We advised in last week’s dev update that we hoped to be running Routing against the new Crust API, while also integrating Vaults by the end of last week; we did not meet that target. As you will read in the Crust section this has only been pushed out by a few days, so is in no way a major setback, the revised estimate is now to have this completed for the end of this week / the beginning of next. The team have been working like crazy and will be as elated as all of you when we can share the news that RUST-5 has been delivered. Thanks as always to the Dev team for taking time out to help make this update happen, it is definitely appreciated by me and clearly - from the support and feedback we receive each week from you guys - the community as well.
##Crust - uTP / API : Vinicius / Andrew / Spandan / David
Utp: Since last week there was a lot of work in rust-utp and we finally merged the branches that fixed many of the serious bugs found in the library. Hopefully there isn’t much more work to complete before we declare uTP stable and start using it in the upper layers.
Beacon: This part was re-implemented yesterday and today and will be pushed into a new crate specifically for service discovery (discover services (nodes)) on a LAN via Udp.
File_handler: Again pulled out of Crust into its own crate specifically for handling config files for any application that requires this. It provides a consistent approach to any config items people will need for apps. Client app builders who use Rust can happily use this crate for “safe” config file handling. We do attempt to lock the data where possible via memory mapped IO.
Crust: The internals of Crust were heavily refactored last week and this will continue this week as soon as the above crates are API ready (today / tomorrow at the latest). We removed a “state” object (and unstable callbacks) which essentially locked all messages and connections in one place. This was a perfect example of a situation that would have slowed down message flow, never mind have greater potential to introduce deadlocks. This much slimmed down, safer codebase should hopefully provide us with a significant increase in message throughput.
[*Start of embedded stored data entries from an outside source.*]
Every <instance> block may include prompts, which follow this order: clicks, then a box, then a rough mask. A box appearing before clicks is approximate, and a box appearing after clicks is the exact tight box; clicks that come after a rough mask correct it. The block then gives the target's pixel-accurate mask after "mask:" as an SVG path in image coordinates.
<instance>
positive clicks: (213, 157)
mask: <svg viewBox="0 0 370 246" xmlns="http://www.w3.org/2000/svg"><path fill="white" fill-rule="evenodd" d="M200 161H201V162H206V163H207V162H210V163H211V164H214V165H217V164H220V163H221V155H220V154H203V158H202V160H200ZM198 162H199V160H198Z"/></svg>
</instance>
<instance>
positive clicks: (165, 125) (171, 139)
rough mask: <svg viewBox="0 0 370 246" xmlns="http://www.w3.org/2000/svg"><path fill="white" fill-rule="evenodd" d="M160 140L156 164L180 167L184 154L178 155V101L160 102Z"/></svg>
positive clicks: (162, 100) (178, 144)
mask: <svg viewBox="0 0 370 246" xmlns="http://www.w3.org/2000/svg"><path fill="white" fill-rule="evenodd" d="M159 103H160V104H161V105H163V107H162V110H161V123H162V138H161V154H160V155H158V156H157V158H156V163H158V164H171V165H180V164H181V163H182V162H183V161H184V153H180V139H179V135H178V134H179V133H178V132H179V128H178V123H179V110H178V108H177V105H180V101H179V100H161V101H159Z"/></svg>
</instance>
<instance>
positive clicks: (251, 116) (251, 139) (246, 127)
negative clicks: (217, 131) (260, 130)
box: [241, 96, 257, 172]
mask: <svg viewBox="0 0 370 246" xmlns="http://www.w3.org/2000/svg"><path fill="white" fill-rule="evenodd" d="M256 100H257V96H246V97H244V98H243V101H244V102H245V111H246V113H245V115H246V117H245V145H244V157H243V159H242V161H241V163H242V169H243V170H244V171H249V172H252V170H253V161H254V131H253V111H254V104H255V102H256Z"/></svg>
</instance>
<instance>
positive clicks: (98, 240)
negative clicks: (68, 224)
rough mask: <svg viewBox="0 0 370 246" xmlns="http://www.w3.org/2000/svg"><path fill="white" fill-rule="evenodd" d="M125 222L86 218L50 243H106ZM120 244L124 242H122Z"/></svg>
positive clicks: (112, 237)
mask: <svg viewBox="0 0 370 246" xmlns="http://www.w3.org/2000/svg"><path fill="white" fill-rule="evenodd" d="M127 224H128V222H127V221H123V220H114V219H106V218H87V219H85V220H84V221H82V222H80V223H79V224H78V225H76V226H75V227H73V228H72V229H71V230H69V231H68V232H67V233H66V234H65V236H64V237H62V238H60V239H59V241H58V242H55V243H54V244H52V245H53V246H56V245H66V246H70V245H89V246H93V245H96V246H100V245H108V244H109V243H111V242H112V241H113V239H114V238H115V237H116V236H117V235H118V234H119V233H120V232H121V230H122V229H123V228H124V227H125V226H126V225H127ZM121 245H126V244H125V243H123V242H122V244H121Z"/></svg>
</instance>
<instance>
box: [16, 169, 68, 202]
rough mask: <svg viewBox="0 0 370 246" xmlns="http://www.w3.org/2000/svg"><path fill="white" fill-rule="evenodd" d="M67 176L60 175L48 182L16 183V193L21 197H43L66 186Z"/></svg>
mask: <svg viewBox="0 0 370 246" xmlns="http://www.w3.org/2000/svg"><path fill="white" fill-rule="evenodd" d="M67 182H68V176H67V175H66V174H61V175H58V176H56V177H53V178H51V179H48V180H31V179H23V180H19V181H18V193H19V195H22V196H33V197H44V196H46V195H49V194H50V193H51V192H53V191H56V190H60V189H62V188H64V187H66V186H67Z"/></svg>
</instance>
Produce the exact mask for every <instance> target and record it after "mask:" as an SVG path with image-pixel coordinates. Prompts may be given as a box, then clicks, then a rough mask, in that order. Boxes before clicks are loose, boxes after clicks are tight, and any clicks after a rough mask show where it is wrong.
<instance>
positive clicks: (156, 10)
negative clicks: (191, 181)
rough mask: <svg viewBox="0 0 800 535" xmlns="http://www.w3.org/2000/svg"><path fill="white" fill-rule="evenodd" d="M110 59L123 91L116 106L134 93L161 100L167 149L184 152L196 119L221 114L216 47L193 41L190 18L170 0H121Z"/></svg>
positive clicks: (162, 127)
As an aside we are implementing service_discovery with mio. This may extend into Crust core and if so we would expect message throughput of over 60,000 messages per second. This will give us a really nice buffer for the future as well as using operating system async IO such as epoll, kqueue etc. This again means the ability to significantly reduce resource use and increase performance to closer to OS capable speeds. A pretty significant change from a users perspective as it is less threads and more low level IO.
##Routing - Vault Integration : Andreas / Brian / Adam / David
We worked on the precision of the theoretical model underlying our generalisation of the Kademlia routing mechanism to make the foundation on which the network is built bullet-proof in a way that can be verified with mathematical certainty.
This week we will make some adaptations to the routing table implementation and to the Routing library itself to fully align it with that model and we will add tests to ensure that it does match the model and to test the model’s theoretical guarantees in practice. @AndreasF has created an RFC which goes into this in much more detail.
##Vaults : Fraser
As per last week, progress has been slow on Vaults since @anon86652309 is covering for @Viv. However, the message flow is complete to the point where Vaults should in theory be functional again. We’re waiting for the changes in Routing to be completed before actually running up a Vault testnet again.
In the meantime, focus is on re-implementing unit tests and tests using a mock Routing implementation.
##Messaging : Qi / Brian
The implementation of a slightly modified and updated, with respect to what was initially agreed, MPID-Messaging RFC has begun. Completion of the Jira tasks should allow a basic command line example to be written showcasing a functional messaging system between nodes. In implementing this messaging infrastructure it will also be possible for third parties to start creating secure messaging apps.
##Client - Launcher : Krishna / Spandan / Shankar
Last week the focus was very much on planning, with tasks being created and detailed for the implementation of Launcher. The implementation work for the Launcher is beginning this week and @Shankar will be joining the Launcher and Drive application implementation. It is going to be an exciting and busy two weeks for the Client guys.
##Roadmap : Scott / Shankar
@Shankar was quick to implement a configurable module for the Roadmap. The actual data for the Roadmap has yet to be integrated; once the implementation has been reviewed and accepted internally, this will be added. Once complete, the roadmap will be added to the new website.
##UI Design : Scott
@Scott has been working on storyboards and mockups to be used when talking with potential MaidSafe investors. These are designed to aid conversation on user-focused parts of the network. The storyboards are simplified, visual walkthroughs for some of the key use cases we’re catering for.